Other Hash Creation Options
There are a couple of other options that can be used to create a hash. We could call these z/OS UNIX commands from batch using the BPXBATCH or similar utility. For example:
//GENHASH EXEC PGM=BPXBATCH //STDOUT DD SYSOUT=* //STDERR DD SYSOUT=* //STDPARM DD * SH sha256 "//'DZS.TEXT'"

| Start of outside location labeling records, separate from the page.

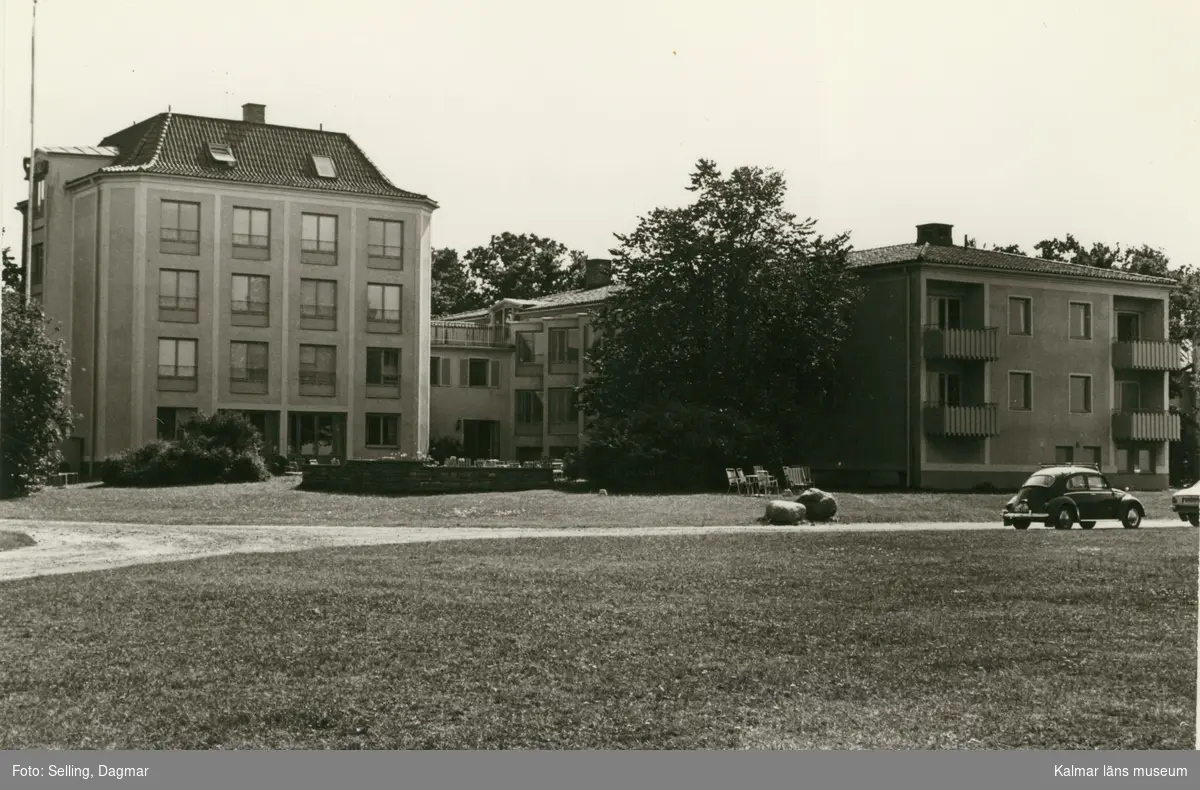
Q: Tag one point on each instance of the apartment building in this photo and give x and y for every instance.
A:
(502, 379)
(972, 366)
(201, 264)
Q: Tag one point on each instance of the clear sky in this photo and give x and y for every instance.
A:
(1012, 120)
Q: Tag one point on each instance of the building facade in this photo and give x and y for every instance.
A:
(503, 378)
(973, 366)
(199, 264)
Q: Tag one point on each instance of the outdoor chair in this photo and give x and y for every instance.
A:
(767, 482)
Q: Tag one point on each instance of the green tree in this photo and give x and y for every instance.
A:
(525, 267)
(35, 371)
(453, 289)
(724, 342)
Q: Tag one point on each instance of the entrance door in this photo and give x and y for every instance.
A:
(481, 438)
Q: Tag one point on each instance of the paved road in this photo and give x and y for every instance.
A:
(65, 546)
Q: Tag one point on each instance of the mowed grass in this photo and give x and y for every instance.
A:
(993, 640)
(280, 502)
(10, 540)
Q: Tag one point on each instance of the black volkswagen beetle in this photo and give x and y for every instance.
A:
(1060, 496)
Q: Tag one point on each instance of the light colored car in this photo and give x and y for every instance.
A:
(1186, 502)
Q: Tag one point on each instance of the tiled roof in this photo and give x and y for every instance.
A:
(267, 155)
(989, 259)
(79, 150)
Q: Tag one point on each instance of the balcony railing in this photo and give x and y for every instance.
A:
(445, 333)
(1145, 425)
(961, 343)
(977, 420)
(1147, 354)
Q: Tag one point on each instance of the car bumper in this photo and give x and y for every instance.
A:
(1024, 518)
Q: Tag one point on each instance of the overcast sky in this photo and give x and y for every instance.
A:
(1012, 120)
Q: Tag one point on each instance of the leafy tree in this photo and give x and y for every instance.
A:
(35, 371)
(451, 285)
(724, 343)
(13, 274)
(525, 267)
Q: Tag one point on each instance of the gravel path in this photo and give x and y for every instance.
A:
(65, 546)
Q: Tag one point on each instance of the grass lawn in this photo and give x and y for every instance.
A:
(1043, 640)
(279, 502)
(10, 540)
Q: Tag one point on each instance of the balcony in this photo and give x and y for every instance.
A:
(1147, 354)
(960, 343)
(1145, 425)
(965, 422)
(468, 335)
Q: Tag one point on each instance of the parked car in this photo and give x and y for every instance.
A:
(1186, 502)
(1060, 496)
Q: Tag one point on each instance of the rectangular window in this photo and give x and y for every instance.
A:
(383, 307)
(318, 370)
(1128, 327)
(384, 238)
(564, 346)
(318, 304)
(439, 371)
(562, 406)
(528, 407)
(179, 295)
(946, 389)
(318, 233)
(177, 364)
(1020, 316)
(1020, 391)
(179, 227)
(251, 294)
(1128, 396)
(1081, 394)
(251, 227)
(383, 366)
(1080, 321)
(946, 312)
(479, 372)
(37, 268)
(383, 430)
(247, 361)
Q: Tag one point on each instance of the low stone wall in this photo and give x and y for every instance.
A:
(385, 476)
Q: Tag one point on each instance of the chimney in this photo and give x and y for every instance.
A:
(253, 113)
(936, 233)
(597, 273)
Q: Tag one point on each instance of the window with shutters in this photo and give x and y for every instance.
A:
(439, 371)
(479, 372)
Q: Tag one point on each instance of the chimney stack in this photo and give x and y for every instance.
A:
(597, 273)
(936, 233)
(253, 113)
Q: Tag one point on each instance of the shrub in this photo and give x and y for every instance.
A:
(223, 448)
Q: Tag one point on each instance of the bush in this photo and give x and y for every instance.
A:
(223, 448)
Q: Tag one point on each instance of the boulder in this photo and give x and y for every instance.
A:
(783, 512)
(820, 504)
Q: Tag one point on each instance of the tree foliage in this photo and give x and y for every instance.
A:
(723, 343)
(453, 289)
(523, 267)
(35, 373)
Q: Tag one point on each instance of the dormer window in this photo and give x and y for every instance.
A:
(324, 166)
(222, 154)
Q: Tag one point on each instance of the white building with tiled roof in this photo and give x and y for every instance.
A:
(209, 264)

SAS users can use hash functions like md5 and sha256 provided with SAS. So, we could code:
Data MYDATA1; Set INFILE.DATA333 Hash = md5(THREESENT);
Java programmers can use the MessageDigest classes to create hashes. For example:
MessageDigest md5Digest = MessageDigest.getInstance("MD-5");
md5Digest.update(firstThreeSentences);
byte[] outHash = md5Digest();
LA R4,STRING R4 -> String
L R5,STRINGL R5 = String Length
XR R2,R2 Zero R2
LOOP CKSM R2,R4 R2 = Hash (checksum)
BNZ LOOP If CC <> 0, have more to do
…
STRING DC C'Hashes can be really handy. '
DC C'Want confirm that a file was received intact? '
DC C'Compare sender and receiver hashes.'
STRINGL DC AL4(*-STRING)
This program returns the (hexadecimal) number x’ 8E51768C’.
Standard Hashes and ICSF
There are several ways to generate a hash in z/OS. However, we’ll probably want a standard hash, and that’s where ICSF comes to the rescue. It can be called from a program calling an API, or a z/OS UNIX command, and provides features to generate many different types of hashes: using CCA or PKCS#11 APIs.